Large-scale deep learning models are changing the way we think about images of homes on our platform.
Authors: Shijing Yao, Qiang Zhu
Airbnb is a marketplace featuring millions of homes. Travelers around the world search on the platform and discover the best homes for their trips. Aside from location and price, listing photos are one of the most critical factors for decision-making during a guest’s search journey. However until very recently, we knew very little about these important photos. When a guest interacted with listing photos of a home, we had no way to help guests find the most informative images, ensure the information conveyed in the photos was accurate or advise hosts about how to improve the appeal of their images in a scalable way.
Thanks to the recent advancement in computer vision and deep learning, we are able to leverage technology to solve these problems at scale.
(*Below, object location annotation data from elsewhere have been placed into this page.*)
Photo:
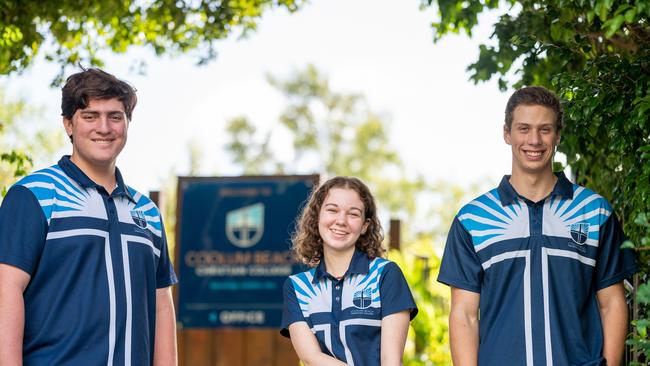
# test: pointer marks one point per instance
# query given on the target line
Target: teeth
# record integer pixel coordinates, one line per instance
(534, 153)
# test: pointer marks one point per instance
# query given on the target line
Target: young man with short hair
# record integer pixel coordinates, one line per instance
(538, 256)
(85, 273)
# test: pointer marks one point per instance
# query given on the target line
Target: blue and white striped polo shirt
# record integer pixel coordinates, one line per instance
(95, 262)
(537, 267)
(345, 315)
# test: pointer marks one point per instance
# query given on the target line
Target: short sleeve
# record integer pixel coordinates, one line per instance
(165, 275)
(395, 293)
(460, 265)
(23, 229)
(613, 264)
(291, 312)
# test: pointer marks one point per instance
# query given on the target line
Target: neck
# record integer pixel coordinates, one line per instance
(102, 175)
(534, 187)
(337, 263)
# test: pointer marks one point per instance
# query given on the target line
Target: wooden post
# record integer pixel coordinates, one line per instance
(155, 197)
(394, 234)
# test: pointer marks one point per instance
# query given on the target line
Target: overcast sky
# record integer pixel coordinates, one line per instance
(443, 125)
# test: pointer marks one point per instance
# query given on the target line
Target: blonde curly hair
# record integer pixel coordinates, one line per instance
(307, 243)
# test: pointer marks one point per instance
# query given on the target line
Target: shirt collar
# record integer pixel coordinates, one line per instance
(73, 171)
(507, 194)
(360, 264)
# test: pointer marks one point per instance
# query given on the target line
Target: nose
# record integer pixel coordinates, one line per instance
(340, 218)
(103, 125)
(534, 138)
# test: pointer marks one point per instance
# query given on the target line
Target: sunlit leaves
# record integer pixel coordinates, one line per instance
(77, 31)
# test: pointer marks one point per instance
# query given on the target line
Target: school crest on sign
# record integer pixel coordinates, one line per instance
(245, 226)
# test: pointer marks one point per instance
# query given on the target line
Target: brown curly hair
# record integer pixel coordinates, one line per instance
(306, 240)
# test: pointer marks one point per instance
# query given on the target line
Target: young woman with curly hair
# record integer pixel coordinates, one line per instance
(353, 306)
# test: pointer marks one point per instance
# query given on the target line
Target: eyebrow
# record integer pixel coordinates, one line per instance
(91, 111)
(351, 208)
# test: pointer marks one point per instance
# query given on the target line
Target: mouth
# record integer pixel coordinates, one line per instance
(338, 232)
(103, 141)
(534, 155)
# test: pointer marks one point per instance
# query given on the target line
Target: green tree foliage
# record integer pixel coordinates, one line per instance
(336, 134)
(73, 32)
(20, 147)
(596, 55)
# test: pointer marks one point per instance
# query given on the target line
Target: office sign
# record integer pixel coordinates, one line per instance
(233, 248)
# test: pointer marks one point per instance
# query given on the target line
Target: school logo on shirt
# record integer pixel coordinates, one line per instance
(245, 226)
(579, 232)
(362, 299)
(139, 219)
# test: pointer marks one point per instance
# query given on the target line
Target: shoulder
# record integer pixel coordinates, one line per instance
(142, 202)
(48, 180)
(300, 279)
(382, 264)
(145, 210)
(487, 205)
(588, 198)
(479, 204)
(53, 190)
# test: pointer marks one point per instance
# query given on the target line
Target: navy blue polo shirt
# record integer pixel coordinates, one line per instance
(345, 315)
(537, 268)
(95, 262)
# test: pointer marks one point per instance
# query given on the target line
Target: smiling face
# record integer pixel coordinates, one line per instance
(341, 220)
(99, 133)
(533, 137)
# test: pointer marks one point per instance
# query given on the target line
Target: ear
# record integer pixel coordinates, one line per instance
(506, 134)
(67, 124)
(365, 227)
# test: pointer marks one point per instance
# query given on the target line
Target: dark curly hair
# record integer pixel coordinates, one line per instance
(82, 87)
(535, 95)
(306, 240)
We started with a project that aimed to categorize our listing photos into different room types. For one thing, categorization makes possible a simple home tour where photos with the same room type can be grouped together. For another, categorization makes it much easier to validate the number of certain rooms and check whether the basic room information is correct. Going forward, we believe there are lots of exciting opportunities to further enhance our knowledge of image content on Airbnb. We will show some examples at the end of this post.
The ability to correctly classify the room type for a given listing photo is incredibly useful for optimizing the user experience. On the guest side, it facilitates re-ranking and re-layout of photos based on distinct room types so that the ones people are most interested in will be surfaced first. On the host side, it helps us automatically review listings to ensure they abide by our marketplace’s high standards. Accurate photo categorization is the backbone for these core functions.
The first batch of room types we sought to classify included Bedrooms, Bathrooms, Living Rooms, Kitchens, Swimming Pools and Views. We expect to add other room types based on the needs from product teams.
The room-type classification problem largely resembles the ImageNet classification problem except that our model outcomes are customized room- types. This makes the off-the-shelf state-of-the-art deep neural network (DNN) models such as like VGG, ResNet and Inception not directly applicable in our case. There are a number of great posts online which tell people how to cope with this issue. Basically we should 1) modify the last (top) few layers of the DNN to make sure the output dimension matches ours and 2) re-train the DNN to certain degree and achieve satisfactory performance. After a few experiments with these models, we chose ResNet50 as our powerhouse due to its good balance between model performance and computation time. To make it compatible with our use case, we added two extra fully connected layers and a Softmax activation in the end. We also experimented with a few training options, which will be discussed in the next section.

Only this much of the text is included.